La situación era la siguiente: teníamos 720 kilómetros por delante, ni una moneda de diez centavos de dólar en el bolsillo y estábamos descalzos. En la estación de servicio había un auto rojo. Dentro del auto no había nadie y un empleado le cargaba nafta. Ezequiel nos detuvo:
—El auto del cabo Polonio.
—¿Estás seguro?
—Es un Jaguar XJ8 color rojo metalizado, como el que tenía el cabo Polonio ayer anoche. Fíjense: tiene una leve abolladura del lado del farol delantero derecho. Yo no sabré nada de libros, pero diferencio perfectamente un Ford Mustang 97 de un Pontiac 98.
Cómo pudo darse cuenta del color del auto y de la abolladura en tan pocos segundos y sólo iluminados por la luz de la luna era una pregunta para hacer en otro momento.
Tampoco daba para preguntarse si el cabo Polonio estaba en el baño o comprándose un paquete de papas fritas. Ahora sólo nos quedaba una cosa. Correr en sentido contrario.
Rodeamos el restaurante y cruzamos la interestatal 40. Entre el almuerzo mal digerido y el miedo recurrente, sentía que me faltaba el aire, que me iba a caer en cualquier momento. Para colmo, el asfalto quemaba. La situación no mejoraba al llegar a la otra vera del camino. Para tomar la ruta 66, tuvimos que cruzar unos quinientos metros de descampado. El suelo ya no quemaba pero pinchaba lindo. Sentía los ojos del cabo Polonio en mi nuca y que en cualquier momento teníamos su auto cortándonos las piernas.
Llegamos a la ruta 66 y automáticamente sacamos nuestros pulgares a trabajar. Los autos nos veían hacer dedo y aceleraban cuando pasaban delante de nosotros. ¿Quién podría detenerse ante tres tipos con cara de locos, harapientos y aterrados? Agachamos la cabeza y caminamos lenta pero constantemente hacia el más lejano Oeste.
—Ay, ay, qué lo reparió.
Pablo pegaba saltitos. Había pisado una planta con espinas y tenía el pie lastimado. Se sentó en el suelo y con Ezequiel intentamos sacarle las espinas que tenía incrustadas en el pie izquierdo.
—Busquemos un teléfono público, llamemos cobro revertido a Buenos Aires. Volvamos a casa.
Pablo tenía razón. El viaje se estaba complicando demasiado. Nos habíamos metido en algo que no conocíamos y que nos había desbordado por todos lados. Creíamos que el camino nos iba a recibir con los brazos abiertos. Sin embargo, estábamos siendo rechazados constantemente.
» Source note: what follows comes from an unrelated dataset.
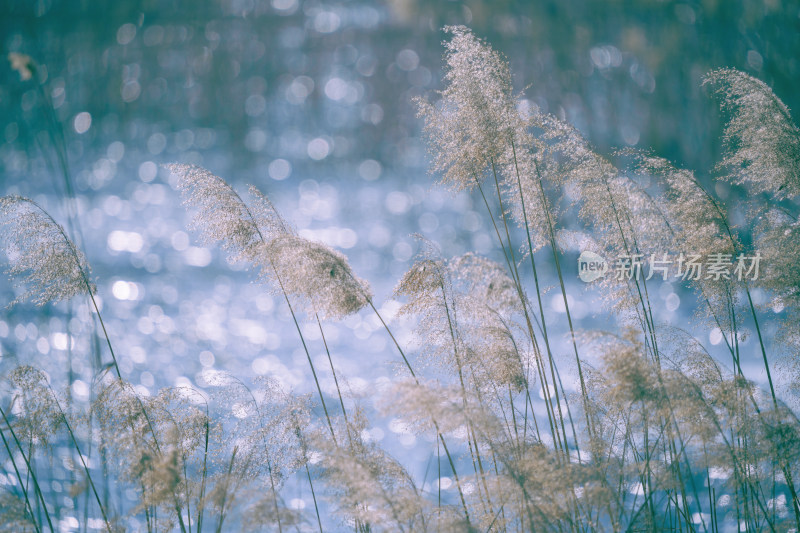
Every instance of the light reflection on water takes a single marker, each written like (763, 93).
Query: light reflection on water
(311, 102)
Hasta ahí habíamos llegado. ¿Cuánto más íbamos a aguantar sin ponernos a llorar pidiendo por nuestros padres?
Un bocinazo nos sacó de nuestros pensamientos. No era un Jaguar rojo metalizado. Al lado nuestro se había detenido el Rambler marrón y blanco de Katrina.
—Chicos, sabía que me los iba a encontrar nuevamente. Qué bueno. Suban que los llevo a Window Rock. Si no se rompe esta catramina, llegamos en seis o siete horas.
Thelonius, en el asiento de atrás, nos hacía morisquetas. Creo que el pendejo se burlaba de nosotros tres.